The Boston Classical Orchestra under Steven Lipsitt presented an outstanding Faneuil Hall program last Sunday, featuring Gluck, Haydn and Mozart. It was pleasing to know that what was being played was contemporary music in the building’s early decades.
The program opened with an amiable performance of Gluck’s Overture in D Major, an upbeat work of Allegro, Andante and Presto. The last movement, in three, had an elastic bounce on the first beat. Especially considering the name, it is hard to imagine a more cheerful composer.
Following was Haydn’s Cello Concerto No. 2 in D Major, featuring Mee-Hae Ryo, whose playing combines musicality and chops. Haydn was a fine cellist, and Ryo was a worthy advocate. The performance was more leisurely than some, but allowed the music to speak. The second movement Adagio stands out for a cradle-song sweetness, and the final Allegro’s rondo features a delightful walking tune.
After intermission we were treated to a performance ranking with the best of anything I have heard anywhere. The winner of BCO’s first Young Artists Competition, violinist In Mo Yang, has set the bar extraordinarily high for future winners. At 19, he has the goods, and it’s almost impossible to describe how violin and bow seemed an extension of his body, with no difficulty whatsoever no matter how challenging the music. The work he chose, Mozart’s Violin Concerto No. 5, Turkish., can be heard everywhere, starting with countless auditions, yet Yang’s performance was natural and effortless, as if he were hearing the piece for the first time.
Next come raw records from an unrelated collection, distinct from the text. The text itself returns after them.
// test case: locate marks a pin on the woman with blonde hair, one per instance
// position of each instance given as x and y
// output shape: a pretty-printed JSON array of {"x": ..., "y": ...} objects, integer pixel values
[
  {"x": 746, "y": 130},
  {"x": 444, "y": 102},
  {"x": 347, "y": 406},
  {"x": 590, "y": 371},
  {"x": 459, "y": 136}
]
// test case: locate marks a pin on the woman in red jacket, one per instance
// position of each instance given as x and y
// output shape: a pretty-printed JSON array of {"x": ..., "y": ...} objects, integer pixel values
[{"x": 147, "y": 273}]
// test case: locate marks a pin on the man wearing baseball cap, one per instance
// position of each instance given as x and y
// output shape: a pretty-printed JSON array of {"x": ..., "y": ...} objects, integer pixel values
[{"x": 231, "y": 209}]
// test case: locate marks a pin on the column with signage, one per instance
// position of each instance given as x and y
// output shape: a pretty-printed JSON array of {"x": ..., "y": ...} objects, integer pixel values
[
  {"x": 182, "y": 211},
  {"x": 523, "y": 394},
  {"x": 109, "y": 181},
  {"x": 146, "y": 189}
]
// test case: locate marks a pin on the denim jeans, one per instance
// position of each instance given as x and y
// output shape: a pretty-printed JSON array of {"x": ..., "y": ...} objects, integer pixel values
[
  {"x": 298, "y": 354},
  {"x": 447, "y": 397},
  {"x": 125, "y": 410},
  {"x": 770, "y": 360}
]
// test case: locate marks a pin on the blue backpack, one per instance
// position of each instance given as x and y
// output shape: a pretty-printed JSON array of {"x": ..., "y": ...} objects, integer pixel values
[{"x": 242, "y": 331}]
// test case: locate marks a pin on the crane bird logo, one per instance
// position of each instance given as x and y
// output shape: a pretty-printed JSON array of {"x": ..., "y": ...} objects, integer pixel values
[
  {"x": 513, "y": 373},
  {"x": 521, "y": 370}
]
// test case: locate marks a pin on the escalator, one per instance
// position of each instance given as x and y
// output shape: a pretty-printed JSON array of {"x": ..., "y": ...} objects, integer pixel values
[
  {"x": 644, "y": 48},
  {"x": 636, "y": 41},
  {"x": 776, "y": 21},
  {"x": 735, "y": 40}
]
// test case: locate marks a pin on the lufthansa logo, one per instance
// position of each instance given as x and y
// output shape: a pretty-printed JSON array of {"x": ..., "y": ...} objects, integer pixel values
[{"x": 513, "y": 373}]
The first movement opens with busy orchestral music which the violin interrupts with a soaring, calm rebuke, and then takes up the fast music: “Here, this is the way you do it!” The whole work is a delicious dialogue between violin and ensemble, as though Mozart (who was himself 19 when he wrote it) were playing with an enormous toy box. Yang’s cadenzas were in style and evocative, so he is a historically imaginative musician as well as technically brilliant. In the second movement, the orchestra was a touch too loud, but gorgeous suspensions in the oboes could be heard. The concluding Rondeau features a “Turkish” march which has a menacing chromaticism foreshadowing Don Giovanni, and the final cadenza an almost Till Eulenspiegel naughtiness.
After the standing ovation, Yang came back to perform the Largo from the third Bach Violin Sonata. One of the difficult things here is to carve out the individual lines from the double stops, but it was as though two completely different violin lines were housed in the same instrument—a true duet and at the same time totally unified. If this young man records the Bach, it will be a must-have album.

Written to welcome the composer’s patron Prince Esterhazy home from a visit to Paris and Versailles, Haydn’s Symphony No. 35 served to honor the BCO’s 35th season at Faneuil Hall.. In spots the horn section had difficulty with the wicked high parts, but it seemed like a fall by an Olympic skater trying a quadruple lutz: sometimes it’s just not your night. Other times they sounded glorious, golden and sinuous, more than earning their bow.
The BLO really shone in the symphony; overall, the concert was one of the best of the season.